Exposé Écrit pour un Séminaire / Cours, 2014

17 Pages, Note: 1

Dorothee Baum (Auteur)


Extrait


INHALTSVERZEICHNIS

I) Einleitung

II) Das Konzept des Doing Gender: West/Zimmerman

III) Ausgangspunkt: Transsexuellen-Studien

IV) Sex, Sex-Category und Gender

V) Fortbildung des Konzeptes des Doing Gender
A. Doing Difference: Festermaker/West
B. Genderparadoxien: Lorber

VI) Kritik am Konzept des Doing Gender
A. Soziale Veränderung vs. Omnirelevanz von Gender
B. Verselbstständigung des Konzeptes des Doing Gender
C. Omnipräsenz und differenzielle Relevanz: Gildemeister

VII) Undoing Gender und Degendering
A. Undoing Gender bei Deutsch
B. Degendering bei Lorber
C. Undoing Gender bei Hirschauer

VIII) Performing Gender: Butler

IX) Schlusswort

Literaturverzeichnis

I) Einleitung

Dieser Beitrag befasst sich mit der Entstehung des Konzeptes „doing gender“, seiner Kritik dran und seiner Weiterentwicklung. An erster Stelle wird das auf Candace West und Don H. Zimmerman und mit ihnen auf die Transsexuellenstudien von Suzanne Kessler und Wendy McKenna und insb. jene von Harold Garfinkel zurückgehende Konzept des „doing gender“ erläutert. Fortgesetzt wird mit der Weiterentwicklung dieses Konzeptes bei West und Sarah Fenstermaker (doing difference) und bei Judith Lorber (Genderparadoxien). Im Anschluss wird die Kritik am Konzept des „doing gender“ zusammengefasst, drauf aufbauend werden drei prominente Gegenkonzepte erläutert: das „undoing gender“ bei Francine M. Deutsch und bei Stefan Hirschauer sowie das „degendering“ bei Judith Lorber. Abschließend wird dem ethnomethodologischen Konzept des „doing gender“ von West und Zimmerman der diskurstheoretischer Ansatz Judith Butlers („gender performance“) gegenübergestellt.

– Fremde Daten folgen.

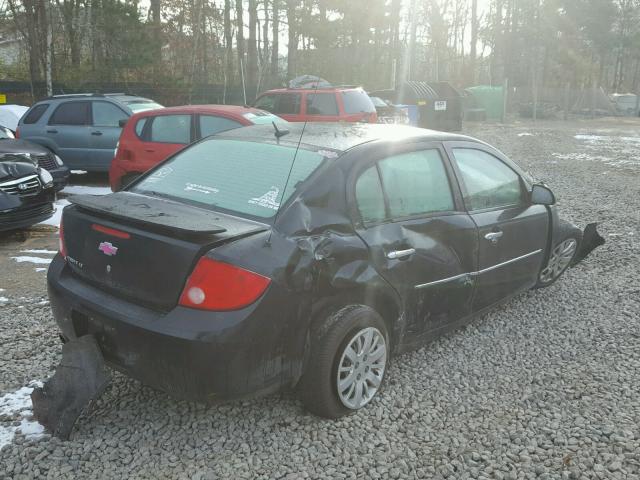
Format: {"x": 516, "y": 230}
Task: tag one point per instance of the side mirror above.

II) Das Konzept des Doing Gender: West/Zimmerman

Das ethnomethodologische Konzept des „doing gender“ geht auf den gleichnamigen Beitrag von Candace West und Don H. Zimmerman im Journal Gender & Society im Jahre 1987 [West/Zimmerman 1987] zurück. Es bedurfte allerdings zehn Jahre, um die Drucklegung dieses bereits 1977 verfassten Beitrages zu erwirken [vgl. West/Zimmerman 2009: 112], ein Beitrag der aus heutiger Sicht die Theoriebildung wesentlich beeinflusst hat.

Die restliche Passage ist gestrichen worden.